/Moleque abusado ou de como se faz um pagão empedernido

Moleque abusado ou de como se faz um pagão empedernido

Antes de abraçar a crença nos deuses gregos, sempre dei sinais de que minha relação com a religião instituída não seria das mais fáceis. Ainda bem criança, não gostava da disciplina da oração e minha mãe teve que me dar uma licença especial para eu conversar com Deus do jeito que bem entendesse. Depois, episódio já contado numa das histórias publicadas aqui, quase não fiz primeira comunhão porque desconfiei do suborno implícito no futebol depois das aulas de catecismo. Por fim, chegou a minha difícil adolescência. Ficava trancado no quarto lendo, se chegava visita lá em casa eu ia dormir só pra não ter que falar com ninguém. Dose. Um ogrinho em botão.

Mamãe, após a perda de minha irmã mais velha, havia abraçado o espiritismo com fervor. Era a linha kardecista, ou de mesa. Até aí, tudo bem, todos nós temos direito a nossas crenças e ter fé não faz mal a ninguém. Mas mamãe decidiu me converter, logo eu, o mais selvagem e rebelde dos espíritos. E dá-lhe de me levar às sessões. E dá-lhe de tomar passe. Fui suportando com galhardia, reclamando um pouquinho mas sem brigar. Mamãe sabia que eu era osso duro de roer.

Foi aí que ela tentou um último recurso. No centro dela havia um senhor muito distinto, verdadeiro doutor em espiritismo. Este senhor ofereceu um curso de iniciação ao kardecismo para jovens. E eu fui nele matriculado inapelavelmente por mamãe. O doutor tinha bigodes que pesavam toneladas de autoridade e uma careca que parecia reluzir de erudição. Acreditava – como todos os doutores – na superioridade do seu conhecimento. Sabendo ou não, filiava-se a Platão, para quem o Mal é decorrência da ignorância do Bem. Logo na primeira aula ele já me mapeou como o seu contendor principal. Se ele me dobrasse, o resto da turma seria moleza.

Eu tinha quinze anos, cabelos compridos, uma sombrinha de buço, magro e ossudo feito um caniço de pescaria. Não parecia um adversário à altura para um kardecista tão bem fundamentado quanto ele. Pois é. Foi aí que ele me desafiou a apresentar na segunda aula uma exposição sobre o surgimento do espiritismo.
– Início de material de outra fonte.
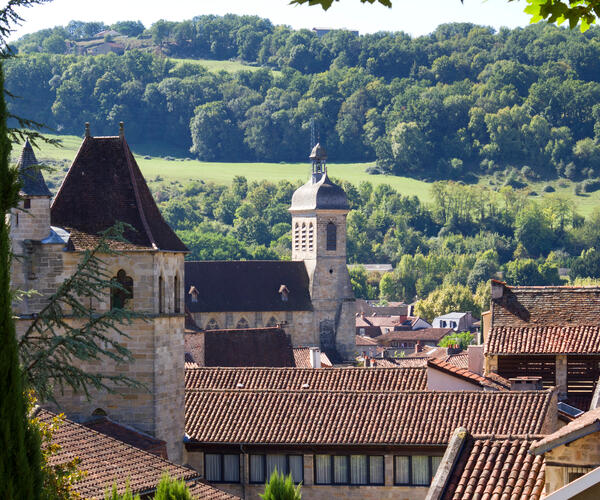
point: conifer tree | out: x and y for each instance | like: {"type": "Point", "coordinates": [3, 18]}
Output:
{"type": "Point", "coordinates": [20, 459]}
Na semana seguinte, chamei a História e a Literatura para me ajudarem. Comecei falando da Revolução Industrial, da tremenda transformação e abalo que ela causou, da imposição de um novo tipo de relação social, econômica e humana com o predomínio absoluto do capitalismo. Minha hipótese era de que o espiritismo era apenas uma reação aos exageros do materialismo. Uma reação marcada pelo espírito cientificista do século XIX, pois a crença em espíritos e manifestações paranormais sempre existiu, o kardecismo é apenas uma tentativa de explicação.

Era apenas o começo. Minha “tese” histórico-sociológica poderia ser facilmente contestada. Mas aí eu entrei com a literatura. Havia lido um conto de ficção científica, não me lembro o nome do autor, em que de repente o mundo fica sem almas para encarnarem nos recém-nascidos. De fato, essa é uma questão, absolutamente lógica, da mais alta importância. As almas já estão prontas ou são fabricadas? Se já estão prontas têm que ter um número finito, não é mesmo? Sendo assim, talvez algum dia elas venham a faltar…

Coisa de adolescente. Hoje sei que religião é um sistema simbólico e que a lógica ou a história são menos importantes do que a fé e do que as práticas, os símbolos, os rituais. É uma criação humana que tem que ser respeitada.

Mas devo dizer que o careca bigodudo ficou totalmente paralisado e curiosamente mudo. Foi meu último contato com qualquer forma de religião organizada. Nunca mais fui às aulas de catecismo kardecista.

E ninguém pediu àquele moleque abusado para voltar.